Proposals for a savings and investment strategy are due to be brought to Government by Easter, according to Tánaiste Simon Harris.
The Fine Gael leader has floated the idea of mechanisms designed to encourage some €170 billion in household deposits into financial markets.
Harris told a meeting of his party’s TDs and Senators of proposals to introduce a savings and investment account, saying he hoped to outline a framework in the near future, with officials in the Department of Finance working to establish a savings and investment forum to consult on the plan.
Harris, who is Minister for Finance, told the meeting that he wanted to deliver the project over two budgets, with officials now tasked to examine how other countries such as Sweden and Canada have brought in such a model.
The aim, he said, was to allow people from all backgrounds to invest their savings, telling his party that people who had saved for their family’s futures should not be penalised for doing so.
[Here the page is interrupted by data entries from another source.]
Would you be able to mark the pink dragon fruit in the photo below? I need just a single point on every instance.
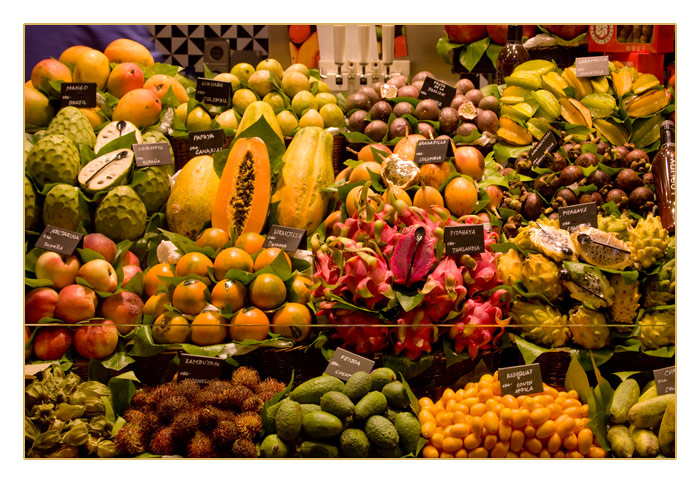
(444, 290)
(481, 323)
(416, 333)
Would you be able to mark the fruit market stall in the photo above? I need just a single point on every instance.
(253, 264)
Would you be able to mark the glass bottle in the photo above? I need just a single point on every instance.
(663, 168)
(512, 54)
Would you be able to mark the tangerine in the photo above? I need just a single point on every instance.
(230, 258)
(267, 291)
(190, 296)
(249, 323)
(292, 321)
(208, 328)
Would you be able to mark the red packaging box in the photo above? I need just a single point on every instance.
(604, 38)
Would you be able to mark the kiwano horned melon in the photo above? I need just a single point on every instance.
(243, 198)
(307, 171)
(191, 199)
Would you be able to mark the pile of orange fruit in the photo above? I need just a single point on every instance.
(265, 304)
(479, 422)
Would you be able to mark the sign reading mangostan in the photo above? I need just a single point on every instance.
(521, 380)
(548, 144)
(152, 154)
(344, 364)
(665, 380)
(438, 91)
(432, 151)
(464, 239)
(199, 369)
(285, 238)
(215, 92)
(58, 240)
(205, 142)
(592, 66)
(78, 94)
(572, 216)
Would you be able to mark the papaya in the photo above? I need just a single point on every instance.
(191, 199)
(307, 171)
(243, 198)
(255, 111)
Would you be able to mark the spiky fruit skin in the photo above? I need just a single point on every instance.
(626, 300)
(658, 329)
(541, 275)
(121, 215)
(71, 122)
(53, 159)
(542, 324)
(64, 207)
(648, 241)
(589, 328)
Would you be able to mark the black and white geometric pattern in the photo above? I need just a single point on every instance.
(183, 45)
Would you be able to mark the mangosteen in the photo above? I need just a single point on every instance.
(448, 119)
(376, 130)
(402, 108)
(532, 206)
(586, 159)
(381, 111)
(642, 200)
(618, 197)
(570, 175)
(600, 178)
(547, 184)
(627, 180)
(356, 121)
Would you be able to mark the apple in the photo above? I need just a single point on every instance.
(75, 303)
(101, 244)
(465, 34)
(124, 77)
(100, 274)
(51, 342)
(60, 269)
(96, 340)
(123, 309)
(39, 303)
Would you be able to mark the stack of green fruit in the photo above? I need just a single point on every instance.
(642, 425)
(324, 417)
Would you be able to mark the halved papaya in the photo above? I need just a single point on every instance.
(243, 198)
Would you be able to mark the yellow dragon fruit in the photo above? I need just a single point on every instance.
(658, 329)
(589, 328)
(540, 323)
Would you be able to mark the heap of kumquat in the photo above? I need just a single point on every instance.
(479, 422)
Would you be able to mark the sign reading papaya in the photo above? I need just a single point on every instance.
(200, 369)
(78, 94)
(521, 380)
(58, 240)
(344, 364)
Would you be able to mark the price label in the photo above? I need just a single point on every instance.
(572, 216)
(521, 380)
(665, 380)
(199, 369)
(432, 151)
(344, 364)
(78, 94)
(284, 237)
(215, 92)
(592, 66)
(58, 240)
(205, 142)
(438, 91)
(464, 239)
(152, 154)
(548, 144)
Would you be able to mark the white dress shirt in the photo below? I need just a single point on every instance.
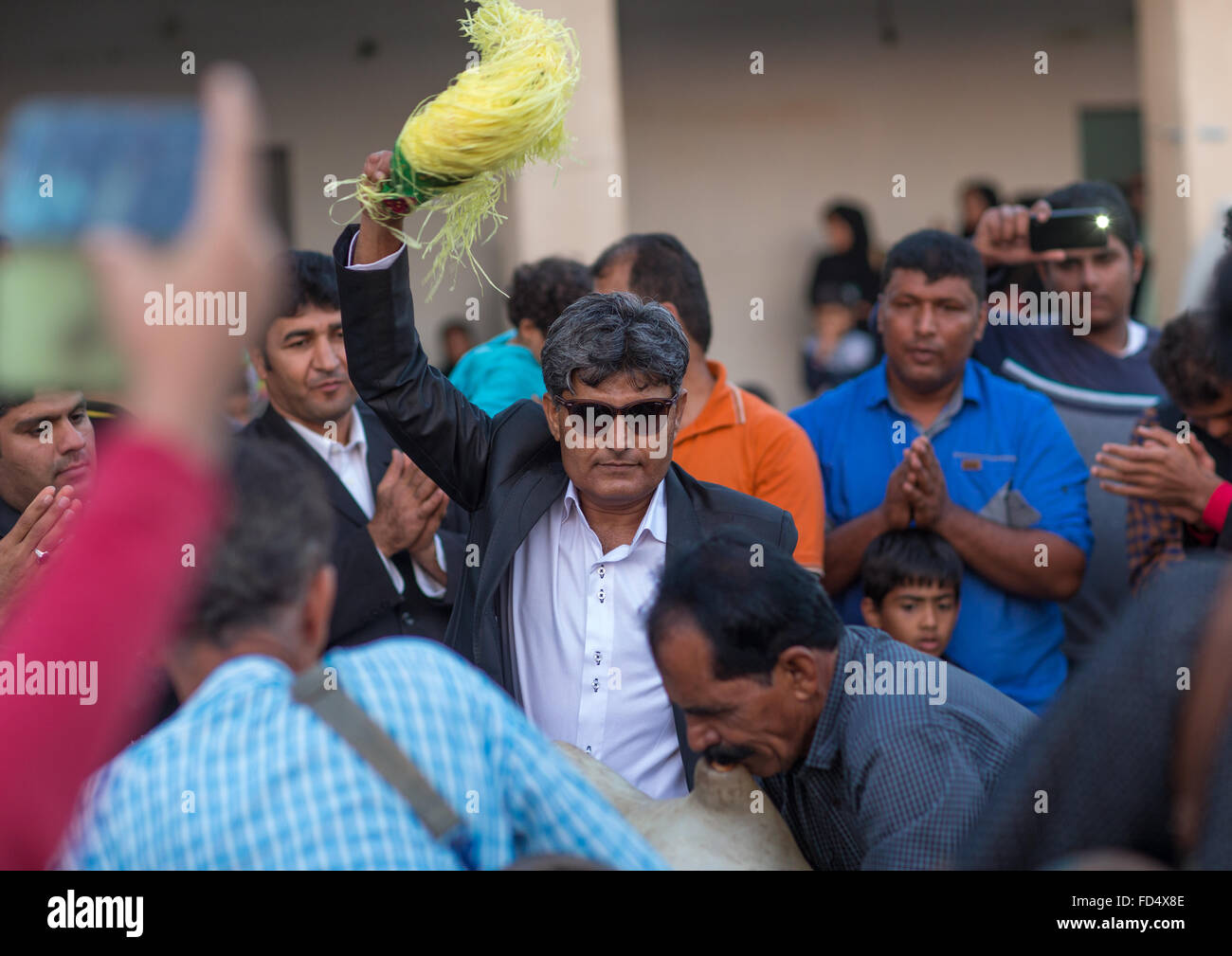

At the parliamentary party meeting last week he said that Central Bank governor Gabriel Makhlouf had written to him after his appointment as Minister for Finance encouraging the Government to take steps to enable greater participation by households in financial markets.
Government sources have previously downplayed any suggestion the initiative under consideration was similar to a special savings incentive account (SSIA) scheme similar to that put in place 25 years ago by former Fianna Fáil minister for finance Charlie McCreevy. Under that scheme, participants received a 25 per cent government top-up on their investment.
Harris told RTÉ’s This Week programme on Sunday that the area was complex and would have to look at tax issues and the amount that participants could put into an account, potentially tax-free.
[ Harris sketches out incentivised savings scheme to help ‘middle classes’Opens in new window ]
He indicated that it could also look at “the idea that you might actually be able to have a lower rate tax or how to deal with issues like deemed disposal as it’s called. There’s a whole variety of issues here.”
Deemed disposal is a 38 per cent “exit tax” that applies to investments in Irish-domiciled investment funds and life assurance products, as well as equivalent offshore funds and certain foreign life assurance products.
Harris said: “The only people who can actually make a bit of money on their investments are the uber wealthy. Now, I want the middle classes to have an opportunity here … This is about making their money work for them.”